Life has been passing along. I do not cry each day anymore. Last night was, I believe, the first night K did not come to me in my dreams. In my dream, a young man I have never met in real life befriended me, flirted with me, made me feel special and wanted. By the end of the dream, I had fallen into an easy rapport with him, and felt loved and protected. When I awoke, feeling confused and an ache in my chest of experiencing another "loss," I realized that that dream served an important role for me: it allowed me to "try on" the concept of allowing another man to care for and about me, to let someone besides K into my heart. It showed me, in such spectacularly realistic fashion that several times today I had to remind myself that I was still single, that when the time comes, I will be able to experience with someone else the closeness and love I felt with K. That time is a ways off yet, but it has instilled a small bit of confidence in me that I will be able to recover from this pain and move on.

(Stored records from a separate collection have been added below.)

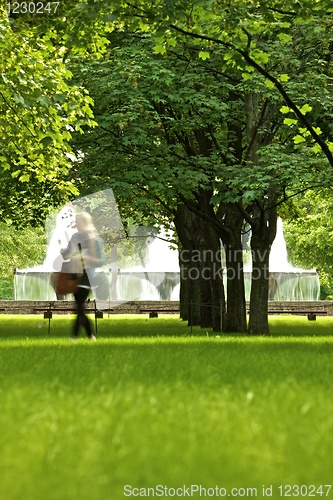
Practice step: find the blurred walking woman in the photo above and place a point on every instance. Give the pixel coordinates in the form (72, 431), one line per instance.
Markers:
(85, 251)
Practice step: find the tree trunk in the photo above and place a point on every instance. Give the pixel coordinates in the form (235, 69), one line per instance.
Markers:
(236, 306)
(263, 234)
(201, 272)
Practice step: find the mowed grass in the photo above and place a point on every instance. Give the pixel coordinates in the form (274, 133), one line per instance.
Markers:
(150, 404)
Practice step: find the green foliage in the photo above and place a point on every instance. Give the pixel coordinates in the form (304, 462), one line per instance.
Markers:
(39, 109)
(309, 236)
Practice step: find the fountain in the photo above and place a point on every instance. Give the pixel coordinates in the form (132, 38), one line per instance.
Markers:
(286, 282)
(132, 270)
(143, 267)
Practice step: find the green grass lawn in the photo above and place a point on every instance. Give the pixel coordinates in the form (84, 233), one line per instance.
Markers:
(150, 406)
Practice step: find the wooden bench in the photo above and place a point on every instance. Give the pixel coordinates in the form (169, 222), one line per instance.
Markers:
(153, 312)
(52, 308)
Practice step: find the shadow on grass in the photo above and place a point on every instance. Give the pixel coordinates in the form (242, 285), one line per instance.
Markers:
(138, 326)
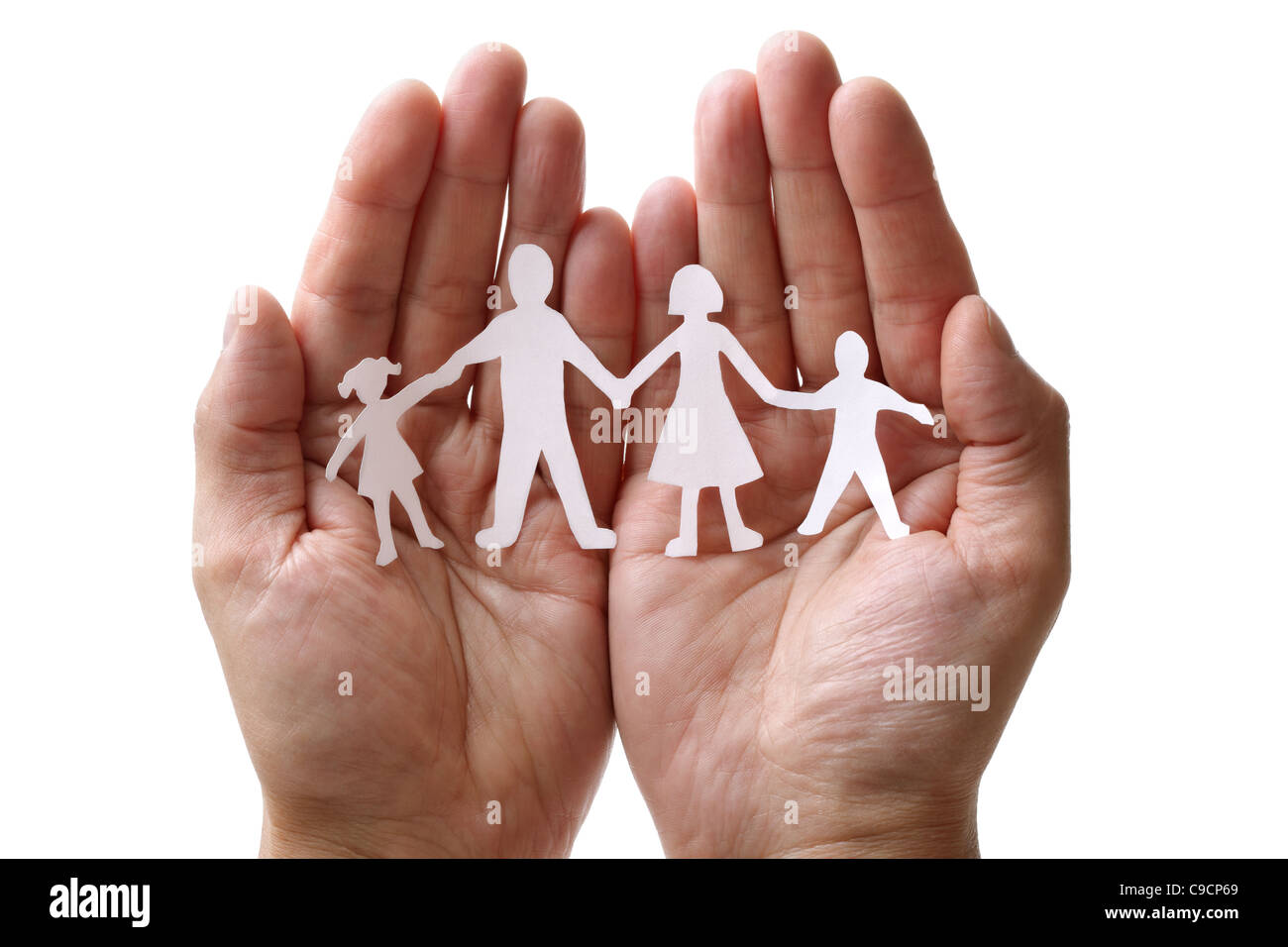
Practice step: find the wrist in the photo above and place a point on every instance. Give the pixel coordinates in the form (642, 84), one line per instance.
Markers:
(316, 835)
(893, 826)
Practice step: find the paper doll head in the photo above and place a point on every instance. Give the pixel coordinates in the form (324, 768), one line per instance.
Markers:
(851, 354)
(695, 292)
(532, 274)
(368, 377)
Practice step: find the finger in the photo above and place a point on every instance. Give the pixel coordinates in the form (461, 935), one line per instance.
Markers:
(346, 304)
(915, 262)
(665, 239)
(250, 470)
(452, 254)
(1013, 486)
(548, 178)
(735, 226)
(599, 302)
(818, 240)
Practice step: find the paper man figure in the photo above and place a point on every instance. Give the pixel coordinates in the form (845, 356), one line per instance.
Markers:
(854, 441)
(716, 451)
(533, 342)
(387, 464)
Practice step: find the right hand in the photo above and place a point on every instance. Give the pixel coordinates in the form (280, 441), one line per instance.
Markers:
(471, 684)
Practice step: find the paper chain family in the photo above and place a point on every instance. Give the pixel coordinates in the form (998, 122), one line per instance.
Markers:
(533, 342)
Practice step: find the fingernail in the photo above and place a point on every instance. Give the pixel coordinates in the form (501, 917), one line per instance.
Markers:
(1001, 338)
(230, 324)
(243, 311)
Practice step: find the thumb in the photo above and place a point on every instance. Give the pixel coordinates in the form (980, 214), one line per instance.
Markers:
(1013, 486)
(250, 468)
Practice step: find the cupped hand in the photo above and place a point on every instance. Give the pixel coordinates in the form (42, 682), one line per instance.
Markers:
(751, 688)
(480, 718)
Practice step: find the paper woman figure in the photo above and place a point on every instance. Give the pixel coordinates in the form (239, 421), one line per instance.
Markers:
(713, 450)
(857, 401)
(387, 464)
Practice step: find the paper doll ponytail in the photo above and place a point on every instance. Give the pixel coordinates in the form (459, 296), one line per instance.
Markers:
(370, 372)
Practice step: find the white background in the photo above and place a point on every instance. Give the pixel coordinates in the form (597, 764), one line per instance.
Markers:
(1117, 170)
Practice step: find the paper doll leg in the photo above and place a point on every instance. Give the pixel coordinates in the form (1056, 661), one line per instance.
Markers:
(739, 536)
(874, 478)
(566, 474)
(836, 476)
(410, 499)
(687, 543)
(513, 483)
(387, 551)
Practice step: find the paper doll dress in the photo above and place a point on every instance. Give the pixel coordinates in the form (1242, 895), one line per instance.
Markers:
(702, 442)
(387, 463)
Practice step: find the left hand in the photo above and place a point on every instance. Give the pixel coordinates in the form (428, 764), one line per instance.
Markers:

The moving on thing has caused me no small amount of grief. Similar to what I will likely experience in the days to come, when I will feel guilty for smiling, as though I am dishonoring Mousie's memory in finding some small pleasure, I feel guilt at the thought of moving on. Moving on seems to signal that I never cared for K at all, that my love for him was fleeting or shallow, that if I do not spend the rest of my life in mourning for what I have lost, then nothing I felt for him was real. It's a destructive mindset, to be sure. I believe that K wants me to be happy. I believe that Mousie wants me to be happy. When I am ready, I want to find another young man who will love and support me, share life with me, grow with me, grow old with me. I still want that person to be K, but if he does not want that, then I have no choice but to let him go and wish him the best happiness life can offer. He is and always will be very dear to me, priceless beyond all accounting, and I hope to the bottom of my heart that he will know nothing but joy and good health until the end of his days. Even after everything, I know for sure that that is what he deserves. He is a good man, the likes of which I will never meet again.

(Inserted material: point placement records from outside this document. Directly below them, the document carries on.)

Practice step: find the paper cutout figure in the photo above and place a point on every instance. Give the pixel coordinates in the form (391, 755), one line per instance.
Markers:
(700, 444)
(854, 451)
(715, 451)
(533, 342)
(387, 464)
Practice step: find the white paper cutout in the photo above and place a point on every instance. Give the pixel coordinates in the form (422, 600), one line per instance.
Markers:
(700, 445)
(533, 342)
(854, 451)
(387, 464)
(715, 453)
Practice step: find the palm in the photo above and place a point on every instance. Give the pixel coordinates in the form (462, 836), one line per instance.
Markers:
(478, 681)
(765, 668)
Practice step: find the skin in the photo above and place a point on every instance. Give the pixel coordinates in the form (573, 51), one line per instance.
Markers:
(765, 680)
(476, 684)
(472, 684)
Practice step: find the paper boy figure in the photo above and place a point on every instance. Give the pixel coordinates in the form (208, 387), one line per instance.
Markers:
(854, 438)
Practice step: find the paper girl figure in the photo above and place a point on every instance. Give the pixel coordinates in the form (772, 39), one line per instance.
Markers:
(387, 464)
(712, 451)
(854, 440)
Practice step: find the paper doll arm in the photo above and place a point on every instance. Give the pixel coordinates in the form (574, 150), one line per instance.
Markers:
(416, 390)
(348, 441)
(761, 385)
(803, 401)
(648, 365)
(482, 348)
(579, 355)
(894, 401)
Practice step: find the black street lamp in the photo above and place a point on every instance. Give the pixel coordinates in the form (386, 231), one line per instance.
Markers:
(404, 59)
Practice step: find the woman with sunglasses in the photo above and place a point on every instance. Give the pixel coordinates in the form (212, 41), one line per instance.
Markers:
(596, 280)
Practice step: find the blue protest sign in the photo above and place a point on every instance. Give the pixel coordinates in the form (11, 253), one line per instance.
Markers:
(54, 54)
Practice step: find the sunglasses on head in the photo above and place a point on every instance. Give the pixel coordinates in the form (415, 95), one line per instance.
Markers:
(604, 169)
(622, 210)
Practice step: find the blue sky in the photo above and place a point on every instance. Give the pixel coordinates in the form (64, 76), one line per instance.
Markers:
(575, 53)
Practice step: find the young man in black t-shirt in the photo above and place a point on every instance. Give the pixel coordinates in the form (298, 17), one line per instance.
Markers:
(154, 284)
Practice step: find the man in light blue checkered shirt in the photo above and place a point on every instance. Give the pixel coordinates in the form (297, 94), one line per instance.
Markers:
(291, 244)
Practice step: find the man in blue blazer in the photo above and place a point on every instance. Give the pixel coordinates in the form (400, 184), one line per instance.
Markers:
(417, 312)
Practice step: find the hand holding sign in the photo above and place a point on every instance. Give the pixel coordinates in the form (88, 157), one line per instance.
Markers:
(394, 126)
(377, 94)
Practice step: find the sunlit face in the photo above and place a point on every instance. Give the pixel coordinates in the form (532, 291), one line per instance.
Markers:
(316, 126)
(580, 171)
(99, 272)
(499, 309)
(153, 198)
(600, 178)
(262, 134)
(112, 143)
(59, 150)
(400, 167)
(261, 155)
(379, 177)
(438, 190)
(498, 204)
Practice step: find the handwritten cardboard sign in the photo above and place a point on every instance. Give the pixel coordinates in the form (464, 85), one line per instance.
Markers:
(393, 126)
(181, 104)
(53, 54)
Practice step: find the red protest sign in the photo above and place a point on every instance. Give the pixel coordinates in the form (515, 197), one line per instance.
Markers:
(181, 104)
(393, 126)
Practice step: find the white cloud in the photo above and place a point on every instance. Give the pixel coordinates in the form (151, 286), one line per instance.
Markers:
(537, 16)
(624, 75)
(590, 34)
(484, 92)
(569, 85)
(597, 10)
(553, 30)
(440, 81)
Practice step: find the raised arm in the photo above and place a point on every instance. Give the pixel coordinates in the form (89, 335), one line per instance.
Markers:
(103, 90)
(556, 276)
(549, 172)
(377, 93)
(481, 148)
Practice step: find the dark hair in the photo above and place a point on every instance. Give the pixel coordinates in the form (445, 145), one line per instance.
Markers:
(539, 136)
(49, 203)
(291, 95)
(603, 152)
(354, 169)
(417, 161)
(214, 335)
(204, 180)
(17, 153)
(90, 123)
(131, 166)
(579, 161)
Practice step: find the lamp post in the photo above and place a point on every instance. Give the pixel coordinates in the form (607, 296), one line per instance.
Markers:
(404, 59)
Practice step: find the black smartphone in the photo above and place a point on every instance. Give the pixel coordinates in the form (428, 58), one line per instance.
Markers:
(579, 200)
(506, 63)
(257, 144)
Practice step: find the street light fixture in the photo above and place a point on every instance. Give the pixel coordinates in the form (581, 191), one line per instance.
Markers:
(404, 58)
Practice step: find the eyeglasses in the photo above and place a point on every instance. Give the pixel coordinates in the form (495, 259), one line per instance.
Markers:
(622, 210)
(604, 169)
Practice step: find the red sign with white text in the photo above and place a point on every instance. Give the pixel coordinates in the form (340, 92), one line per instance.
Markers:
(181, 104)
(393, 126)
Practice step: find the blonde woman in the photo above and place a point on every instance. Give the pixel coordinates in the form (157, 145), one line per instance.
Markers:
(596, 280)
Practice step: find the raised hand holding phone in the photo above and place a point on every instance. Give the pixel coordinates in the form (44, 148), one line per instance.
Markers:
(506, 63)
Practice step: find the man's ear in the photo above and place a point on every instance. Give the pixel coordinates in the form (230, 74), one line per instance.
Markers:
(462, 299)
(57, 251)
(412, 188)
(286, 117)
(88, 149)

I have been meditating and practicing yoga with a fervor not seen since before I met K. (These practices fell by the wayside once things with him became serious.) For weeks now, I have meditated by lying in my bed, cozy under my blankets, and placing both palms over my heart. As I breathe in, I feel light gathering in my hands. As I breathe out, I let the light from my hands spill through my chest, like dye being fed into a glass of water with a dropper, and let the warmth and light surround my heart, nourishing and healing it. My heart, you see, has been a sad, gasping, dying thing, black and lying lifelessly in a pool of blood. K tore part of it away, and that part of it will never return: there is a gaping wound there now; there are many cuts and holes besides from the other losses I have endured. My heart has not so much clung to life as watched the life ebb away, closing its eyes, awaiting death. But death has not come, and I do not know why. It is my job now to nurture my heart, give it strength, show it how to keep beating even when this big piece is now gone forever, held in K's hands, maybe tucked in his pocket, maybe sitting on a shelf to collect dust. Amputees can perhaps learn to walk again; my heart can perhaps learn to carry on. With this breathing, I felt the heat in my chest, except this time, it was a healing heat, not a destructive pain. Every night I have meditated this way, laboring to bring color and life back to my wounded organ. The cold grip of sorrow still holds court, but it will not always. No; the light will conquer the darkness. In time, I will have the strength to send my beams of light to K, to, perhaps, help him heal, too. I do not know what he is experiencing right now, but I have nothing to lose in sending him my caring and love, even if it is not needed anymore or never was. He, after all, will hold a piece of my heart unto the final end.